The occupation prison administration often punishes the prisoner without warning. She is fined and prevented from using recreation time, which is the only time that prisoners are outside their cells, or denied family visits, or held in solitary confinement. The solitary confinement cells are isolated from the rest of the prisoners’ sections and isolated in every sense of the word, not only from her family but from her fellow prisoners.

She is transferred in the “Bosta”, the designated vehicle to transfer prisoners to the military courts. It is in fact a mobile cell with a metal chair. It can barely accommodate one person in a sitting position, and the windows are blacked out. The prisoner is chained by her hands and feet, and the shackles hurt her wrists every time she moves and leave marks on her body. The Bosta is used without any mercy from the occupation. She is subjected to all kinds of humiliation, verbal abuse, and mockery by the soldiers who transport her.

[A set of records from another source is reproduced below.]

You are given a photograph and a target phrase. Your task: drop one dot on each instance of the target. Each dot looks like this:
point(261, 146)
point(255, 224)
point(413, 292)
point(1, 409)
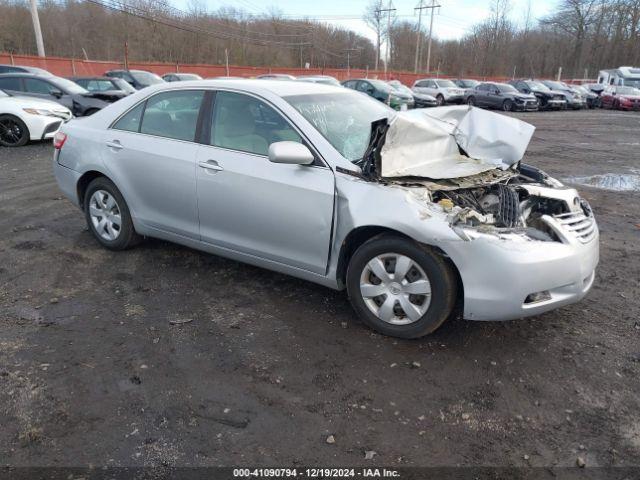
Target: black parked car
point(109, 89)
point(180, 77)
point(502, 96)
point(23, 69)
point(466, 83)
point(547, 99)
point(138, 79)
point(80, 101)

We, women Palestinian prisoners, call on the people of the world to support our struggle, to demand our rights and our freedom. We demand to be treated as prisoners of war with our rights fully recognized under the Geneva Conventions. We know that we are prisoners of freedom, because we are committed to the freedom of our Palestinian land and people. The Palestinian, Arab and international voices calling for our rights and our freedom break through the darkness of the interrogation cells, the cruelty of soldiers and guards, and the injustice of the prison. We call upon you to make our case, the case of the Palestinian prisoners, an international imperative for justice and freedom.